Quando não se conhecem, duas pessoas são dois estranhos. Quando passam a conhecer-se, deixam de ser estranhos e começam a ser familiares, uma para a outra. E quando se reconhecem uma na outra são uma família. Mas há alturas em que duas pessoas, que são familiares, deixam de se reconhecer, mutuamente, e se vão desconhecendo, devagarinho. Na verdade, não passam a ser estranhas. Mas tornam-se desconhecidas. Porque, de cada vez que as conhecemos melhor, nos reconhecemos menos nelas. E a aceitação da sua presença, junto de nós, como se fossem da família, torna-nos desconhecidos de nós mesmos.
As pessoas da família não são pessoas que se conhecem bem. São pessoas que se reconhecem; como mais ninguém! Reconhecer, de conhecer mais e melhor. Reconhecer, de gostarmos mais delas sempre que as conhecemos melhor. E reconhecer, de estarmos agradecidos por fazerem parte de nós. É por isso que reconhecer e estarmos gratos é quase a mesma coisa. Porque sem as pessoas da família, dentro de nós, nunca seríamos quem somos. Que seria uma forma de sermos estranhos, para nós próprios, e desconhecidos de nós mesmos. Tudo ao mesmo tempo. Ou um jeito de estarmos à porta do céu. Sem se deixar de deambular por uma “terra de ninguém”.

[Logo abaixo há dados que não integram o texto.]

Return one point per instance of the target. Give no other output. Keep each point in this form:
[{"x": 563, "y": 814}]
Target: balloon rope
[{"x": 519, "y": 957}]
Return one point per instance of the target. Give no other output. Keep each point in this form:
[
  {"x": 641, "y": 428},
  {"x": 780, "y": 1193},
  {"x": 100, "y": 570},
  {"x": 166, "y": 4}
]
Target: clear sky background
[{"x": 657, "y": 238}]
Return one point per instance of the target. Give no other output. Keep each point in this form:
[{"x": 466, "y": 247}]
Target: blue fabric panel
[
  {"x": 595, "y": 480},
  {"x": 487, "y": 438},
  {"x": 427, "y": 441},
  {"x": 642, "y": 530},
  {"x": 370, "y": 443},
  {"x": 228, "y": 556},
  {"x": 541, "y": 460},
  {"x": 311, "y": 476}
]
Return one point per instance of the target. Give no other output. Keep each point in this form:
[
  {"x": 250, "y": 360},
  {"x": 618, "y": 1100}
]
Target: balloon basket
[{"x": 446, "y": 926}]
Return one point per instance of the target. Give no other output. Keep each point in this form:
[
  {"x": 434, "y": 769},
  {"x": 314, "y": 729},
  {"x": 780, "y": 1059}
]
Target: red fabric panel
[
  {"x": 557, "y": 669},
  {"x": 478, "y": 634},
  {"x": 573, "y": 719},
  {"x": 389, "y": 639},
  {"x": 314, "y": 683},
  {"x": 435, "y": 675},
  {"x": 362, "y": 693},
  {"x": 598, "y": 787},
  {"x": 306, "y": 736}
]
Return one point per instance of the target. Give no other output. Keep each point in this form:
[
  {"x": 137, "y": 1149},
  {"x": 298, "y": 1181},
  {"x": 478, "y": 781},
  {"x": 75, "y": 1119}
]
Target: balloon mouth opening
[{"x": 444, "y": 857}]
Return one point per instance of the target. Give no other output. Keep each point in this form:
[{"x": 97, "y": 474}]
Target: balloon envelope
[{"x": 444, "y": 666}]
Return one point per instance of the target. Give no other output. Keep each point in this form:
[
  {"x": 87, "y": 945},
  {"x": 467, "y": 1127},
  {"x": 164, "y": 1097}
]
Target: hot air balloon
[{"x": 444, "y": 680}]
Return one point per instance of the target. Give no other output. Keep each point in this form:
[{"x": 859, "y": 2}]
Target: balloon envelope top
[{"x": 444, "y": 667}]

Uma família não é o lugar das pessoas que se conhecem. É o sítio das pessoas que, de cada vez que se conhecem melhor, se gostam mais de conhecer. Por isso mesmo, a família é o lugar das pessoas que se reconhecem! Vendo bem, se quando duas pessoas se reconhecem uma na outra nasce uma família, quando várias pessoas se reconhecem, mutuamente (e são gratas por isso) torna-se Natal.